Et comme l'ombre des bois atténuait les rayons chauds du soleil crépusculaire, Junin, qui ne restait jamais silencieux, attirant l'attention de sa compagne de voyage sur tel ou tel détail en chemin, se mit à lui parler d'un étrange sujet. La jeune fille a rougi et lui a demandé de se rappeler de la tradition chrétienne de ses parents qui l'avaient traitée généreusement, le suppliant de la laisser tranquille avec son pénible veuvage, au gré de son sort. Elle remarqua, néanmoins, que le jeune homme était plein des vices de son temps et se dit que le fils de ses protecteurs serait insensible à ses prières les plus ardentes. Repoussé dans ses intentions indécentes, laissant alors transparaître Sur son visage une dégoûtante expression de vautour blessé, le fils d'Horace dit à sa victime :
- Nous sommes près de Velitrae où nous passerons la nuit et comme tu devras continuer avec moi jusqu'à Gaète, j'espère te convaincre demain. Sinon...
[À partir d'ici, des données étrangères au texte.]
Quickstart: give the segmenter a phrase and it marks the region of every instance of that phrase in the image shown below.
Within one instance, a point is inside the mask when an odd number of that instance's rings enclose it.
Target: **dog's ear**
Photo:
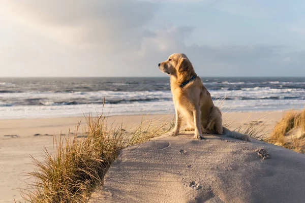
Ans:
[[[179,73],[187,71],[192,65],[190,60],[187,58],[181,58],[178,62],[178,71]]]

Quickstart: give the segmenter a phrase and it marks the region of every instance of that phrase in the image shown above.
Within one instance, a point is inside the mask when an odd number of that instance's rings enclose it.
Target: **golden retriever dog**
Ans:
[[[213,104],[210,93],[185,54],[173,54],[158,66],[160,71],[170,76],[176,113],[175,127],[171,136],[179,134],[183,117],[188,125],[185,130],[195,130],[194,138],[204,139],[202,133],[215,133],[251,142],[249,135],[223,127],[220,110]]]

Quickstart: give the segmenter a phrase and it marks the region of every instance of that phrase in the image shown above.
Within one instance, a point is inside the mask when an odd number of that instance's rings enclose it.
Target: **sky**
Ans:
[[[305,1],[2,0],[1,77],[305,77]]]

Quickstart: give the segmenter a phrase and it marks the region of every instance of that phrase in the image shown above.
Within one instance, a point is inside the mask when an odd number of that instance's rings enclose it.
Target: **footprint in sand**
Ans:
[[[187,151],[184,149],[180,149],[180,151],[179,151],[179,153],[180,154],[185,154],[187,153]]]
[[[199,190],[199,189],[201,189],[202,187],[198,182],[196,181],[192,181],[187,186],[190,187],[190,188],[194,189],[194,190]]]

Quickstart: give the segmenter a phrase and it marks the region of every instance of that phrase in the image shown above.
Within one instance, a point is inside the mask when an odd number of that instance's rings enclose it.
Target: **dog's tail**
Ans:
[[[223,134],[233,138],[244,140],[247,142],[251,142],[251,138],[249,134],[241,134],[236,131],[231,131],[229,129],[223,126]]]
Tout en se rappelant qu'elle devait prier et rester Vigilante, Célia avala l'insulte tout en conservant sa pensée plongée dans un fervent recueillement afin que le Divin Maître, par ses messagers, lui inspire la meilleure chose à faire.
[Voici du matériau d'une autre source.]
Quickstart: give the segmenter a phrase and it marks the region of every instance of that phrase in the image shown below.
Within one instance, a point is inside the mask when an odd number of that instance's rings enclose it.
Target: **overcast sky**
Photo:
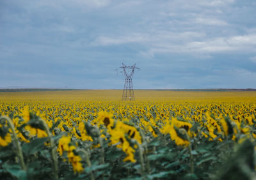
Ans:
[[[255,0],[0,1],[0,87],[256,88]]]

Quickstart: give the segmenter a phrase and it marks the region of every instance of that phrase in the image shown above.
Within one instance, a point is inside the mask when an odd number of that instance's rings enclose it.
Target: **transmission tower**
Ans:
[[[135,69],[138,69],[136,67],[136,64],[133,64],[132,66],[128,66],[122,63],[123,66],[120,67],[123,69],[124,75],[125,78],[125,82],[124,83],[123,96],[122,96],[122,100],[124,101],[134,100],[134,93],[133,92],[132,86],[132,76],[134,73]]]

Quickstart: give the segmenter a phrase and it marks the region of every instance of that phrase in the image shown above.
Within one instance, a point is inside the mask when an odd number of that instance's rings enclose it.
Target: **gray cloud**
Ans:
[[[1,87],[256,87],[256,2],[0,2]]]

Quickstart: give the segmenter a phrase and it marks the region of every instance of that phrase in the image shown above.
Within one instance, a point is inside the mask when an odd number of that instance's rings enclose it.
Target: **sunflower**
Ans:
[[[96,124],[104,124],[107,128],[112,127],[114,124],[113,119],[113,114],[106,112],[100,111],[98,113],[98,117],[93,121]]]
[[[70,137],[62,137],[59,140],[59,145],[57,149],[57,151],[60,153],[60,155],[62,156],[64,151],[68,151],[68,144],[70,143],[71,138]]]

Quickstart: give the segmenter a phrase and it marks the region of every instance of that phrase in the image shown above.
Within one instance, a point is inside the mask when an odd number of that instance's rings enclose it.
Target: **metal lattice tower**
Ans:
[[[132,66],[128,66],[122,63],[123,66],[120,67],[124,70],[124,75],[125,78],[125,82],[124,83],[123,96],[122,96],[122,100],[126,101],[132,101],[134,100],[134,93],[133,92],[132,86],[132,76],[134,73],[135,69],[138,69],[136,67],[134,64]]]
Quelques instants plus tard, ils entraient dans la belle ville construite en des temps reculés par les Volsques et qui fut le berceau du grand Auguste. Velitrae, puis plus tard Velletri, se trouve sur une grande colline, offrant de très belles perspectives topographiques au voyageur. Ses crépuscules sont empreints d'une douce et d'une merveilleuse beauté... En contemplant l'orient, on voit les montagnes de la Sabine reliées par les précipices profonds où se trouve la ville, et en fin de journée, quand le soleil disparaît, la neige des montagnes se mêle au brouillard de la nuit, offrant des prismes visuels aux plus éblouissants effets.
Junin posa les rênes devant une auberge en apparence très simple. Reçu avec des démonstrations de joie par ses anciennes connaissances, immédiatement un logement pour Célia avec l'enfant fut mis à leur disposition et les animaux furent rentrés dans l'étable.
Après le repas, la jeune chrétienne se recueillit dans sa chambre pour réfléchir et prier. Junin avait prévu de repartir à l'aube. Mais elle était prise d'angoisse et d'incertitude. Le fils de ses bienfaiteurs ne semblait pas partager les mêmes sentiments élevés de ses parents. Ce regard intraitable semblait présager de la malice d'un serpent. Ses gestes étaient intrépides, ses idées indifférentes aux notions du devoir et de la responsabilité.
Tard dans la nuit, une employée de maison est venue s'informer si son hôte avait besoin de quelque chose, elle la trouva inquiète et angoissée à se demander ce qui pourrait bien lui arriver en ce lendemain menaçant.
Après d'amères réflexions, inspirée par ses amis de l'invisible, elle décida de quitter l'auberge dès les premières heures de l'aube et de fuir la perversité de l'ennemi de sa paix intérieure.
C'est ainsi qu'à l'aube, apeurée, elle s'est éloignée de la grande maison inconnue. Serrant le bébé contre sa poitrine, elle sentait son cœur battre à vive allure. Jamais, elle n'avait affronté de situation aussi difficile et, néanmoins, elle se disait que Jésus l'aiderait par de précieuses suggestions.
Laissant Velitrae à sa gauche, elle prit courageusement un large chemin, portant le petit et son pauvre bagage, elle marcha jusqu'à l'aurore et se retrouva dans l'ancien village de Cora, célèbre pour son temple à Castor et Polux. Là, une femme du peuple l'accueillit chez elle pendant quelques minutes et lui offrit de nouvelles provisions compatissant de sa dure journée avec le petit dans ses bras.
Poursuivant sa marche, possédée par une étrange force comme si quelqu'un guidait ses pas, malgré l'itinéraire incertain, elle s'est bientôt retrouvée sur les bords de l'Astura à traverser des petits villages où il y avait toujours un bon cœur pour lui prodiguer une gentillesse fraternelle.
Avant midi, elle rencontra de simples conducteurs de charrettes, employés par de riches propriétaires de la région qui travaillaient au transport, dont l'un d'eux ayant l'allure d'un patriarche, lui offrit une place à ses côtés pour soulager la douleur de ses pieds.